Hay batallas que son para perderlas . Y ésta la perdimos hace meses. La perdieron ellos, y la perdimos nosotros. Salimos sin armas, sin trincheras, sin avituallamiento y sin esperanzas; y aquí estamos, sabiendo que cuando esto acabe, cuando se levante la niebla, todo estará mucho peor de lo que alcanzamos a imaginar. La salud y la economía comparten la propiedad conmutativa, porque el orden de los factores no altera el resultado, y el resultado es siempre el mismo, la miseria.

Tenemos pocas opciones, ya se lo dije al principio. Algunas pasan por hacer parada en las plataformas digitales y enredarse en alguna serie intrascendente; otras por contar las horas sin besos y añorar los besos sin hora. La paciencia, decía Santa Teresa, todo lo alcanza, pero apenas queda paciencia en los estantes del supermercado y la que habíamos acumulado en marzo, se nos ha echado a perder. Hay que poner en práctica el plan B.

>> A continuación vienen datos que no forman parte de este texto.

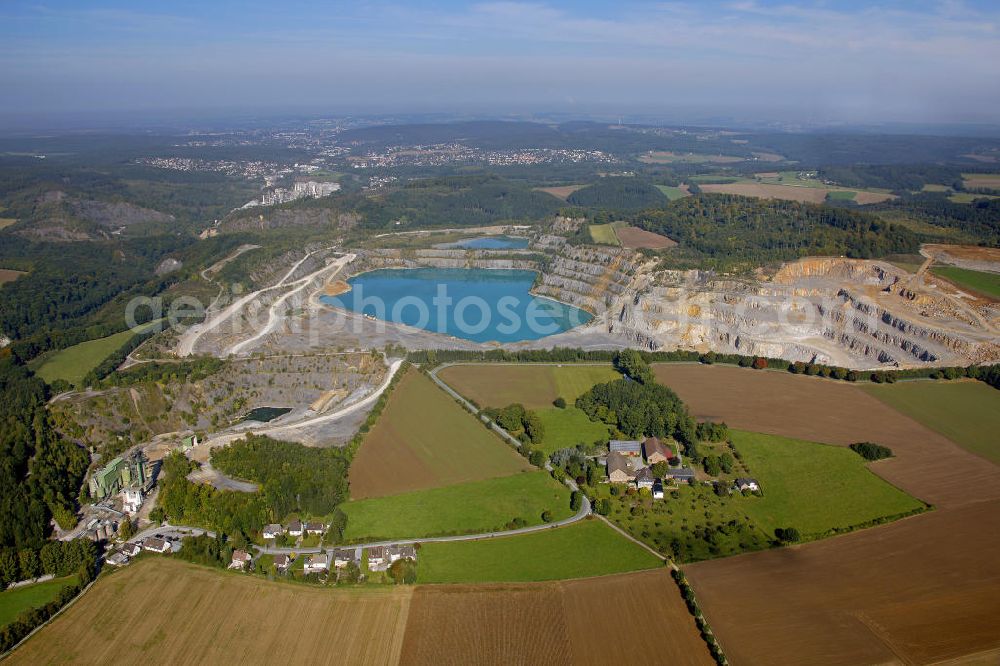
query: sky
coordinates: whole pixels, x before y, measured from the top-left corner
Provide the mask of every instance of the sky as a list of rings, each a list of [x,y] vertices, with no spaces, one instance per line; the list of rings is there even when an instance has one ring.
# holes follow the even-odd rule
[[[1000,122],[1000,0],[0,0],[0,118]]]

Así que llegados a este punto, hágame caso. Pase lo que pase, vea lo que vea y escuche lo que escuche, no se preocupe excesivamente por nada, recuerde que también fue la santa de Ávila la que dijo aquello de «nada te turbe, nada te espante», y vuelva a ver ‘El puente de los espías’; no es que sea un peliculón pero tiene destellos de luz que pueden ser un faro en esta noche oscura. Piense en Rudolf Abel, el atribulado espía que hizo de una frase su religión y piense en su respuesta cada vez que el abogado Donovan le acusa de impasividad y le pide que reaccione «¿Ayudaría en algo?»

Pregúnteselo a diario. ¿Sirve de algo tanta angustia?